あれだけの話をして、いやな顔をする人は一人もいなかった。

つまり…皆が僕と百姉さんを受け入れてくれたってことだと思う。

 

「創さん。私からも言いたいことがあります。」

百姉さんが何かを決意したような顔で僕に話しかける。

「…今まで、私は頼れる『百姉さん』として振舞ってきました。

もちろん、頼ってほしいと思っているのは事実です。

しかし…私自身も誰かを頼りにしたいのもまた事実です。」

百姉さんだって人間だ。それぐらいおかしなことじゃ

 

「だから、創さんを頼りにしたいのです。
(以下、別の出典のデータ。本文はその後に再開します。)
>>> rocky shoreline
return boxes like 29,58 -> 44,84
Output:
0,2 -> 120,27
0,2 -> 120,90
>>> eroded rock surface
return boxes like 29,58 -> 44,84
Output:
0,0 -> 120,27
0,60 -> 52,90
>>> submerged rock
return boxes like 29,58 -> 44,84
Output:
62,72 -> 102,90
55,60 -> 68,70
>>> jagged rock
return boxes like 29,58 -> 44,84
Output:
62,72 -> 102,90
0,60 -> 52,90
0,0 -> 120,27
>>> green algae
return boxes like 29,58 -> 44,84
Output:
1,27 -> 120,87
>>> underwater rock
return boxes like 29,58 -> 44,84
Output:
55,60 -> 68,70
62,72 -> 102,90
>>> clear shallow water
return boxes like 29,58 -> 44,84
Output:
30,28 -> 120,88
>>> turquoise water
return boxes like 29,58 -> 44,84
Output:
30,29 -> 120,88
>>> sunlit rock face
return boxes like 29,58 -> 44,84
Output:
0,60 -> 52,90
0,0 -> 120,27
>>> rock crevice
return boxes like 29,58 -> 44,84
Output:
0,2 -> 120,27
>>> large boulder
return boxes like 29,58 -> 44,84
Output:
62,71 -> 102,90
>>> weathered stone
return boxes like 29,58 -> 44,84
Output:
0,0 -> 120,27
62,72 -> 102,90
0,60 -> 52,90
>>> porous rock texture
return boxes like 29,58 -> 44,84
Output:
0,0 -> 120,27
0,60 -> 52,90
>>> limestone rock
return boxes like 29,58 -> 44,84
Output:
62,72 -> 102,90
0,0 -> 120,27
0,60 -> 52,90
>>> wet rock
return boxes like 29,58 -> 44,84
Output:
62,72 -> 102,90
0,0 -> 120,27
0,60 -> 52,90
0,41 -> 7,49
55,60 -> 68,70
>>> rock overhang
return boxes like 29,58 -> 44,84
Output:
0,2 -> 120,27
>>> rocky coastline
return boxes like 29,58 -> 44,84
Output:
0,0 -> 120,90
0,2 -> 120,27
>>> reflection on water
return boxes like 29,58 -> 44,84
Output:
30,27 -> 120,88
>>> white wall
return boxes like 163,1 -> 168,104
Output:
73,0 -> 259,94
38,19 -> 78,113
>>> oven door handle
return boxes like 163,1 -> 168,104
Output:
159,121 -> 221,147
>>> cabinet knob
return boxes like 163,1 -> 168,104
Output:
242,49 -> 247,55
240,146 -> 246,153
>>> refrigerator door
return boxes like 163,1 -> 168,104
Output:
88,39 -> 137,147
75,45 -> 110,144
心の底から信頼出来て、

何より、想い慕っている創さんを頼りにしたいのです。」

 

…そうか。百姉さんも同じだったんだ。

 

「頼りにしてください。百姉さん。

百姉さんから頼りにされたら…なんだってできます。」

百姉さんの手を取り、手の甲に口づけをする。

 

百姉さんを抱きよせる。

「だって僕…百姉さんのことが大」

…はずが緊張からうまく力が入らず

僕が百姉さんに抱き着く形になってしまった。

「…あー…その…すみません…百姉さん…」

何でこう、肝心なところで決めきれないんだろう。

 

ふふ、と百姉さんが笑った気がする。

「もう一度、私の顔を見ていってください、創さん。」

百姉さんが一旦僕を離す。そして、僕に目線の高さを合わせてくれる。

 

「…大好きです。百姉さん。」

「私もです。創さん。」

 

百姉さんと抱き合う。皆が黄色い歓声を上げる。

新しい関係になった僕と百姉さんに、どんなことが待ち受けているのだろうか。

でも、どんなことがあっても越えて行ける気がする。

だって、"創造"と"想像"が組み合わさったら…不可能なことなんてないから。




カップル成立です。身長差のすごいカップルです。
どんなお付き合いをしていくかは考え中です。